La présidence sous pressions
La position du régime mauritanien à l’égard du Mali est indissociable de la situation politique interne dans le pays. Les opérations menées par l’armée mauritanienne contre les groupes armés d’Al Qaïda au Maghreb islamique (AQMI), si elles ont permis au pouvoir d’acquérir ou de renforcer sa légitimité sur la scène internationale auprès des puissances occidentales – à commencer par les États-Unis et la France –, ont été fortement critiquées. Pour nombre de Mauritaniens, elles relèvent de la guerre par procuration au profit des Occidentaux, sans pour autant répondre à un besoin sécuritaire pour le régime et le pays, ni même en renforcer la sécurité. Au contraire même. « Qui va aller combattre qui au Nord-Mali ? Un Président peut-il prendre le risque de faire intervenir son armée dans une région qui risque de faire des dommages collatéraux et là où vivent des frères, des cousins, des parents du peuple mauritanien ? » (2).
Cette critique de l’engagement de la Mauritanie dans la lutte contre les groupes terroristes n’est pas nouvelle et ne saurait expliquer à elle-seule la position du général Ould Abdel Aziz. En effet, la présidence est confrontée à un raidissement des opposants internes.

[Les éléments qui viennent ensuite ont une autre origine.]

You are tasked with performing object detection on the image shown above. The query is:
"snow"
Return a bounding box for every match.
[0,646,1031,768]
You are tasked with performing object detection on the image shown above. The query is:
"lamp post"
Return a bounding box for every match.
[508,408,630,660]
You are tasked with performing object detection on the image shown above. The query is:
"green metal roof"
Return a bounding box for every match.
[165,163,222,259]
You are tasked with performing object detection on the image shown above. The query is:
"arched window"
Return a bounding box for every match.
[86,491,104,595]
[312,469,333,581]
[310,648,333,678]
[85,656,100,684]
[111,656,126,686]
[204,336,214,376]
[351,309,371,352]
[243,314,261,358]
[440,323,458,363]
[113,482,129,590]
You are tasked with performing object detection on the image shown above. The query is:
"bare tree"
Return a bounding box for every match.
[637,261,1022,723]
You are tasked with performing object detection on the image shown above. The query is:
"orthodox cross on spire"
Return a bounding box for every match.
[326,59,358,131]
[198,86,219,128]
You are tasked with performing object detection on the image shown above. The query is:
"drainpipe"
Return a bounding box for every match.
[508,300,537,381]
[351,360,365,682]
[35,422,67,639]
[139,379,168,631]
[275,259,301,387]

Les islamistes mauritaniens, trouvant à la faveur du « printemps arabe » un certain écho, ont tenté de prendre appui sur celui-ci pour s’opposer au régime. Ainsi, le chef du parti Tawassoul, Mohamed Jamil Ould Mansour, condamnait fin février 2012 la répression menée en Syrie par Bachar al-Assad avant d’appeler, peu après, à la fin du « régime militaire qui continue de diriger » la Mauritanie (3). Mais dans un pays où la charia est appliquée et où les fondements religieux organisent la société, leur marge de manœuvre est limitée pour offrir quoi que ce soit de nouveau et, contrairement aux islamistes marocains et tunisiens, les islamistes mauritaniens ont du mal à susciter l’intérêt des foules et à mobiliser (4). En parallèle, depuis le 25 février 2011 et à la suite des « Printemps arabes », une partie de la jeunesse mauritanienne est descendue dans les rues. Prenant le nom de « Mouvement du 25 février », elle demande le départ d’Aziz. Bien que rejetant toute influence politique extérieure et toute reprise par des partis politiques, ces jeunes ont reçu le soutien de l’ensemble de l’opposition.

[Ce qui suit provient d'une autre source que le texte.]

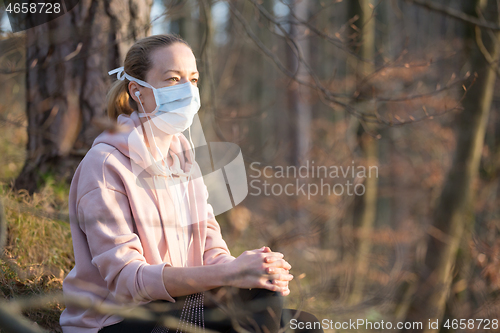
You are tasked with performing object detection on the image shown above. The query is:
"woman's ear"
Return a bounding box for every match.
[128,81,141,103]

Le principal danger pour la présidence est cependant la Coordination de l’Opposition Démocratique (COD), qui regroupe les opposants au général Aziz et à sa politique contre les groupes jihadistes (5). Elle a en effet rejeté la proposition d’Ould Boulkheir – chef de l’Alliance Progressiste Populaire et président de l’Assemblée nationale – de promouvoir la mise en place d’un gouvernement d’union nationale (6) et, le 4 août, elle a adopté une charte demandant le « le départ du président Mohamed Ould Abdel Aziz » comme « condition sine qua non à toute solution à la crise politique en Mauritanie ». En réponse, l’Union pour la République (UPR), le parti au pouvoir, a d’ailleurs officiellement exclu le 28 août toute idée de dialogue avec l’opposition tant que cette dernière persisterait à exiger le départ du président. Dans ce contexte de veillée d’armes et de tensions croissantes entre les formations politiques, le pouvoir a donc choisi la prudence, d’autant que la situation politique au Mali est loin d’être clarifiée et, qu’à bien des égards, ce pays apparaît comme un nœud de vipères.
Le nœud de vipères malien
La prudence de la Mauritanie à l’égard de toute intervention au Mali renvoie également à la perception du conflit. Il y a en effet, à Nouakchott, une certaine aigreur devant l’évolution du Mali et le positionnement des acteurs maliens. Dans un pays où l’unité nationale ne se discute pas depuis les indépendances, les prétentions du Mouvement national de libération de l’Azwad (MNLA), qui s’est allié avec les islamistes d’Ançar Dine d’Iyad Ag Ghali pour conquérir le nord du pays sont considérées comme illégitimes. De son côté, le régime malien n’apparaît guère plus attrayant. La chute d’Amadou Toumani Touré est parfois perçue comme issue d’un accord passé entre les putschistes et le président déchu suivant une vision « complotiste » reprise par certains journalistes mauritaniens (7).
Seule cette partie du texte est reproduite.